I have a 'large' set of line delimited full sentences that I'm processing with Hadoop. I've developed a mapper that applies some of my favorite NLP techniques to it. There are several different techniques that I'm mapping over the original set of sentences, and my goal during the reducing phase is to collect these results into groups such that all members in a group share the same original sentence.

I feel that using the entire sentence as a key is a bad idea. I felt that generating some hash value of the sentence may not work because of a limited number of keys (unjustified belief).

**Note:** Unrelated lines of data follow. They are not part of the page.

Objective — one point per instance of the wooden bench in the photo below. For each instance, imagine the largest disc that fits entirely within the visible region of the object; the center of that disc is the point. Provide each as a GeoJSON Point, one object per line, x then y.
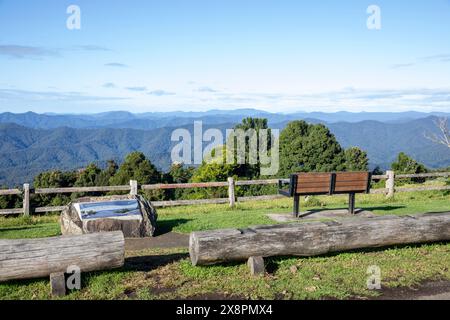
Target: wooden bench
{"type": "Point", "coordinates": [330, 183]}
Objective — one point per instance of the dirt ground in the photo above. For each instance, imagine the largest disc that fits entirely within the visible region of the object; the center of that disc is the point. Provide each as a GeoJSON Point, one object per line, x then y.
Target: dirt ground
{"type": "Point", "coordinates": [430, 290]}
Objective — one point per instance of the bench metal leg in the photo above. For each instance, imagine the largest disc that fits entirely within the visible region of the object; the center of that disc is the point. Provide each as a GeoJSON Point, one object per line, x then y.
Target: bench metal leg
{"type": "Point", "coordinates": [296, 205]}
{"type": "Point", "coordinates": [351, 203]}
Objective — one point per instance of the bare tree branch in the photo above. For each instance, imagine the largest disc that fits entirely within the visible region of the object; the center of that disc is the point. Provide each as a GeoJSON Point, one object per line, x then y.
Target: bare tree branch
{"type": "Point", "coordinates": [443, 137]}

Can anyone recommend the best idea/practice for generating unique keys for each sentence? Ideally, I would like to preserve order. However, this isn't a main requirement.

Aντίο,

+1  A: 

Standard hashing should work fine. Most hash algorithms have a value space far greater than the number of sentences you're likely to be working with, and thus the likelihood of a collision will still be extremely low.

Amber
Can you give me rough figures for the value space? I need the application to scale, and would fear that I have a solution in my testing environment but a problem later on.
gnucom
SHA-1 outputs 160-bit hashes, which has a value space of 2^160 elements... I kind of doubt you're going to have more sentences than, oh, 2^40 or so (that'd be a terabyte for each character in the average sentence length).
Amber
A: 

Though you might want to avoid simple hash functions (for example, any half-baked idea that you could think up quickly) because they might not mix up the sentence data enough to avoid collisions in the first place, one of the standard cryptographic hash functions would probably be quite suitable, for example MD5, SHA-1, or SHA-256.

You can use MD5 for this, even though collisions have been found and the algorithm is considered unsafe for security intensive purposes. This isn't a security critical application, and the collisions that have been found arose through carefully constructed data and probably won't arise randomly in your own NLP sentence data. (See, for example Johannes Schindelin's explanation of why it's probably unnecessary to change git to use SHA-256 hashes, so that you can appreciate the reasoning behind this.)

Ken Bloom
+1  A: 

Despite the answer that I've already given you about what a proper hash function might be, I would really suggest you just use the sentences themselves as the keys unless you have a specific reason why this is problematic.